Vives propone remedios prácticos para acabar con la plaga de la pobreza. Sostiene que el Estado y los municipios deben intervenir activamente: “sepan los regidores que los problemas de esta índole son de su incumbencia” y “nada hay tan libre en su república que no esté sujeto al conocimiento de los que gobiernan”. Atribuye, también, a la autoridad pública la obligación de velar para que no haya ociosos y procurar trabajo a los ciudadanos según su condición y sus aptitudes.
Juan Luis Vives, en el último capítulo de su tratado De subventione rerum, constata las ventajas que se derivarían de la aplicación de estos consejos o medidas: un gran honor a la ciudad, reducción de robos, maldades, latrocinios, delitos y crímenes, mayor quietud y concordia pública, sentido humano y mayor dignidad de vida, amén de una conciencia pública con mayor libertad.
Nuestro autor con sus exhortaciones pretendía que las autoridades tomaran conciencia de la magnitud del problema.
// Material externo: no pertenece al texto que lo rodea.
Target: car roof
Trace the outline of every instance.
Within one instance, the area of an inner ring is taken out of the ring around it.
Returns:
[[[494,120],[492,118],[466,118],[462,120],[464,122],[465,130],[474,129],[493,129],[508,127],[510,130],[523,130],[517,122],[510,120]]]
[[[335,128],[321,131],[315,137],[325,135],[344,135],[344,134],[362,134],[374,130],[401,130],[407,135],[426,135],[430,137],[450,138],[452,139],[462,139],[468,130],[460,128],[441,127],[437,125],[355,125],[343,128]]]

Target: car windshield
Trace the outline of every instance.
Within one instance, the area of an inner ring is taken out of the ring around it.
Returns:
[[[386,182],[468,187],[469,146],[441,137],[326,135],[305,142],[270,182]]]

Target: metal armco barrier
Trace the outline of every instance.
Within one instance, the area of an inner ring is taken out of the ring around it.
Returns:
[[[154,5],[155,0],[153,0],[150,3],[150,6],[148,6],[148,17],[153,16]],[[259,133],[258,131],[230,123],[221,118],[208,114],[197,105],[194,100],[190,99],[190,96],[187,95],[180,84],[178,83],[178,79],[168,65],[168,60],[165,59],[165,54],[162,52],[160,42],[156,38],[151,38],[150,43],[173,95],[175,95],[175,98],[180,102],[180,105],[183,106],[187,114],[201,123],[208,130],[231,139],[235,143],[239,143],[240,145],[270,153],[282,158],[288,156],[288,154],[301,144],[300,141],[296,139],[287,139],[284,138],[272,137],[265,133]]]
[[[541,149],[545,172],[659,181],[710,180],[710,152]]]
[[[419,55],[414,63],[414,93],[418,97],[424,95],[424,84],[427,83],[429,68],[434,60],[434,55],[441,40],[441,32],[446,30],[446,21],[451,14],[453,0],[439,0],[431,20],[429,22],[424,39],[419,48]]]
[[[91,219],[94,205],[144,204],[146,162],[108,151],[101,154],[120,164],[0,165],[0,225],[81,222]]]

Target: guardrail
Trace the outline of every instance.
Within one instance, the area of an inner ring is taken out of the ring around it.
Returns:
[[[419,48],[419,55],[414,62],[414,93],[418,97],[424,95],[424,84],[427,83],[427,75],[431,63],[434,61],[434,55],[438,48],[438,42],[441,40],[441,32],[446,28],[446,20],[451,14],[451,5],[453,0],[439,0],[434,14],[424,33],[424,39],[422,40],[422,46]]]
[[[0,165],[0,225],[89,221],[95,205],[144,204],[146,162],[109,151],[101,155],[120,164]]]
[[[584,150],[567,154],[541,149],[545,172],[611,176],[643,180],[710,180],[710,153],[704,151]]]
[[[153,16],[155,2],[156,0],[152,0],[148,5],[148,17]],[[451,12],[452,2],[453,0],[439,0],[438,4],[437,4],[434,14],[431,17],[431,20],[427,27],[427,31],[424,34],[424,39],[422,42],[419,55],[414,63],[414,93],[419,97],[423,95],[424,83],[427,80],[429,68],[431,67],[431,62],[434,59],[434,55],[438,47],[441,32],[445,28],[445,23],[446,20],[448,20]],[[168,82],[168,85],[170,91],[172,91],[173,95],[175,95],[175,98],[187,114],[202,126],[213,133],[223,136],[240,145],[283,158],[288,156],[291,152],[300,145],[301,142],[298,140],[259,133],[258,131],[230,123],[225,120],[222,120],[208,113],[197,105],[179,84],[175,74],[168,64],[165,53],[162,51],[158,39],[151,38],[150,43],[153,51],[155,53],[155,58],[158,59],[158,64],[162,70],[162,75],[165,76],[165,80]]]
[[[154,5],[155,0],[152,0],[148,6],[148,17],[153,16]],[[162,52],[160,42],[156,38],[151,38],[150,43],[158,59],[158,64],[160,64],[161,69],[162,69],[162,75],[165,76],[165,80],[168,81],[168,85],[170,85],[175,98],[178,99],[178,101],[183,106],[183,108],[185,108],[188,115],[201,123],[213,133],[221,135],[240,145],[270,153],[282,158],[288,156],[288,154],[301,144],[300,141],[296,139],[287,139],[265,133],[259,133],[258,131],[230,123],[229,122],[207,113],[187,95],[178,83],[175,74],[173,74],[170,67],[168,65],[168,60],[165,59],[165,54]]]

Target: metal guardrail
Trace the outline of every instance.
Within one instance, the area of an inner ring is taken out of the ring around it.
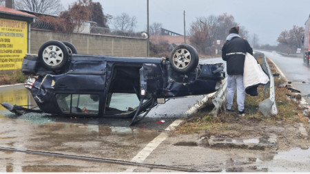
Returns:
[[[227,96],[227,78],[226,77],[223,83],[222,86],[218,89],[216,93],[213,96],[212,103],[214,105],[214,108],[211,111],[214,117],[218,116],[220,109],[222,107],[225,102],[224,96]]]
[[[278,109],[276,104],[276,94],[275,94],[275,87],[274,87],[274,80],[273,76],[270,69],[269,65],[266,60],[266,56],[264,54],[260,53],[259,56],[262,56],[262,68],[268,74],[269,77],[269,83],[265,85],[265,90],[270,89],[270,96],[261,102],[259,105],[259,109],[265,116],[271,116],[271,115],[278,114]],[[216,93],[213,96],[212,103],[214,105],[214,108],[211,111],[211,114],[216,117],[219,109],[222,107],[224,104],[227,89],[227,78],[224,80],[223,84],[220,88],[216,91]]]

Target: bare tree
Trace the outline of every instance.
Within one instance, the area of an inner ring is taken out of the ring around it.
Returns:
[[[113,21],[114,28],[122,31],[134,31],[137,23],[136,17],[130,17],[128,14],[125,12],[120,16],[116,16]]]
[[[203,17],[197,18],[197,20],[191,24],[189,29],[190,42],[200,52],[205,52],[208,43],[209,31]]]
[[[158,36],[161,34],[163,24],[161,23],[153,23],[149,26],[149,35]]]
[[[38,13],[58,15],[63,7],[61,0],[15,0],[15,9]]]
[[[287,53],[295,53],[297,48],[302,47],[302,36],[304,29],[302,27],[293,26],[289,31],[282,31],[278,37],[279,51]]]

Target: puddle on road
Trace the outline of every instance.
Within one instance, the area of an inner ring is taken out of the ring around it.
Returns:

Su intención, con la denuncia pública, era que “salieran de la miseria”, a fin de que sean reputados como hombres. Entendía que “no solamente son pobres los que carecen de dinero, sino cualquiera que está privado de salud, o carece de ingenio y juicio”. La función del Estado es prevenir y velar porque el número de ciudadanos que padecen estas vicisitudes sea el menor posible. Medidas que sería conveniente que llevaran a la práctica nuestros gobernantes en el momento actual y que no fueran sólo promesas electorales.